[PATCH v2] KVM: x86/pmu: Fix emulation on Intel counters' bit width

From: Like Xu
Date: Wed Mar 22 2023 - 05:31:53 EST


From: Like Xu <likexu@xxxxxxxxxxx>

Per Intel SDM, the bit width of a PMU counter is specified via CPUID
only if the vCPU has FW_WRITE[bit 13] on IA32_PERF_CAPABILITIES.
When the FW_WRITE bit is not set, only EAX is valid and out-of-bounds
bits accesses do not generate #GP. Conversely when this bit is set, #GP
for out-of-bounds bits accesses will also appear on the fixed counters.
vPMU currently does not support emulation of bit widths lower than 32
bits or higher than its host capability.

Signed-off-by: Like Xu <likexu@xxxxxxxxxxx>
---
Previous:
https://lore.kernel.org/kvm/20230316113312.54714-1-likexu@xxxxxxxxxxx/

V1 -> V2 Changelog:
- Apply #GP rule to fixed counetrs when guest has FW_WRITE;
- Apply signed rule to fixed counetrs when guest doesn't have FW_WRITE;
- Counters' bit width set by cpuid cannot be less than 32 bits;

arch/x86/kvm/vmx/pmu_intel.c | 10 ++++++++++
1 file changed, 10 insertions(+)

diff --git a/arch/x86/kvm/vmx/pmu_intel.c b/arch/x86/kvm/vmx/pmu_intel.c
index e8a3be0b9df9..d38b820d6b9e 100644
--- a/arch/x86/kvm/vmx/pmu_intel.c
+++ b/arch/x86/kvm/vmx/pmu_intel.c
@@ -470,6 +470,12 @@ static int intel_pmu_set_msr(struct kvm_vcpu *vcpu, struct msr_data *msr_info)
pmc_update_sample_period(pmc);
return 0;
} else if ((pmc = get_fixed_pmc(pmu, msr))) {
+ if (fw_writes_is_enabled(vcpu)) {
+ if (data & ~pmu->counter_bitmask[KVM_PMC_FIXED])
+ return 1;
+ } else if (!msr_info->host_initiated) {
+ data = (s64)(s32)data;
+ }
pmc->counter += data - pmc_read_counter(pmc);
pmc_update_sample_period(pmc);
return 0;
@@ -516,6 +522,7 @@ static void intel_pmu_refresh(struct kvm_vcpu *vcpu)
union cpuid10_edx edx;
u64 perf_capabilities;
u64 counter_mask;
+ bool fw_wr = fw_writes_is_enabled(vcpu);
int i;

pmu->nr_arch_gp_counters = 0;
@@ -543,6 +550,7 @@ static void intel_pmu_refresh(struct kvm_vcpu *vcpu)

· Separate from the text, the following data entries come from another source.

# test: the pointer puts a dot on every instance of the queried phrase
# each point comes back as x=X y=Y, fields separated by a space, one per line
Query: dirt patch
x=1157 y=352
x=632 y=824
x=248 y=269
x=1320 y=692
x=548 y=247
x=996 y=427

pmu->nr_arch_gp_counters = min_t(int, eax.split.num_counters,
kvm_pmu_cap.num_counters_gp);
+ eax.split.bit_width = fw_wr ? max_t(int, 32, eax.split.bit_width) : 32;
eax.split.bit_width = min_t(int, eax.split.bit_width,
kvm_pmu_cap.bit_width_gp);
pmu->counter_bitmask[KVM_PMC_GP] = ((u64)1 << eax.split.bit_width) - 1;
@@ -558,6 +566,8 @@ static void intel_pmu_refresh(struct kvm_vcpu *vcpu)
min3(ARRAY_SIZE(fixed_pmc_events),
(size_t) edx.split.num_counters_fixed,
(size_t)kvm_pmu_cap.num_counters_fixed);
+ edx.split.bit_width_fixed = fw_wr ?
+ max_t(int, 32, edx.split.bit_width_fixed) : 32;
edx.split.bit_width_fixed = min_t(int, edx.split.bit_width_fixed,
kvm_pmu_cap.bit_width_fixed);
pmu->counter_bitmask[KVM_PMC_FIXED] =

base-commit: d8708b80fa0e6e21bc0c9e7276ad0bccef73b6e7
--
2.40.0